Christen müssen sich wieder stärker für Frieden engagieren

BDKJ würdigt zum 50. Jubiläum die Friedensenzyklika Pacem in Terris - Pressemitteilung

Rom - Düsseldorf, (ZENIT.orgBDKJ) | 493 klicks

Christinnen und Christen sollten sich wieder stärker Friedensfragen stellen. Das fordert der Bundespräses des Bundes der Deutschen Katholischen Jugend (BDKJ), Pfarrer Simon Rapp, zum 50-jährigen Jubiläum der Enzyklika „Pacem in Terris“ (Friede auf Erden).
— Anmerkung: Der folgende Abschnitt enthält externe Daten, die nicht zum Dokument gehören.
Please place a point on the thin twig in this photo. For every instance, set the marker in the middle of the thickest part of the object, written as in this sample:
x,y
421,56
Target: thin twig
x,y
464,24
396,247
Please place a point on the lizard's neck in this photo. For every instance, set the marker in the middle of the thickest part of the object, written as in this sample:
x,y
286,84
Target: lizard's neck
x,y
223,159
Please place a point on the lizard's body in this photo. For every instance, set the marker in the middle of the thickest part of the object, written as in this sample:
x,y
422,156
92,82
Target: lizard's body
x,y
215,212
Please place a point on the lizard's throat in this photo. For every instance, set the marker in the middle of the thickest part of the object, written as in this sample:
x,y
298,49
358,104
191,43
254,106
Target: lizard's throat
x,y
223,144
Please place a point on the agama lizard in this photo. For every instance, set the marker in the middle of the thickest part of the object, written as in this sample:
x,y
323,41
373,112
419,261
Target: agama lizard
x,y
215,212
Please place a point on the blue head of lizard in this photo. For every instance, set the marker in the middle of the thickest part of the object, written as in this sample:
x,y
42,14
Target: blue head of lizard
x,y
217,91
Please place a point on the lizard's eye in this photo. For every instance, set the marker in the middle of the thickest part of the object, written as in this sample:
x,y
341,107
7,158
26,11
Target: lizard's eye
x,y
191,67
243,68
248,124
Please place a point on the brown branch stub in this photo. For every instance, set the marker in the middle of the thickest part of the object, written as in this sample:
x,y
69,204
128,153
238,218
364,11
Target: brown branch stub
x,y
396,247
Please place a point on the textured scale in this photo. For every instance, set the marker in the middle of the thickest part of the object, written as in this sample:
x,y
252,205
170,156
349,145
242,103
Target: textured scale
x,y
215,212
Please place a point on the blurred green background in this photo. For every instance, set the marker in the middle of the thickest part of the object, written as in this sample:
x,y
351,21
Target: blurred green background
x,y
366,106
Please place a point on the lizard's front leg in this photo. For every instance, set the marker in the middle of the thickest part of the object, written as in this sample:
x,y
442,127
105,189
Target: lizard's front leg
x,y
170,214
Rapp betont die bleibende Bedeutung des Papstwortes und dessen  Mahnung, „dass Frieden nie endgültig geschaffen werden kann, sondern immer neu gesucht und geschützt werden muss.“ 

„Vor allem wir Christinnen und Christen haben die Pflicht, Friedensfragen in der Gesellschaft zu thematisieren und Entscheidungen der politisch Verantwortlichen zu überprüfen, ob sie zu mehr Frieden beitragen oder ihn verhindern“, so Rapp. Kirchliche Verbände und Gemeinschaften müssten sich Friedensfragen wieder stärker bewusst machen. „Das sind existentielle Entscheidungen über Leben und Tod Einzelner. Man drückt sich gerne vor diesen Fragen, weil sie unbequem sind, spielt dabei aber auch deren existenzielle Bedeutung herunter“, so Rapp.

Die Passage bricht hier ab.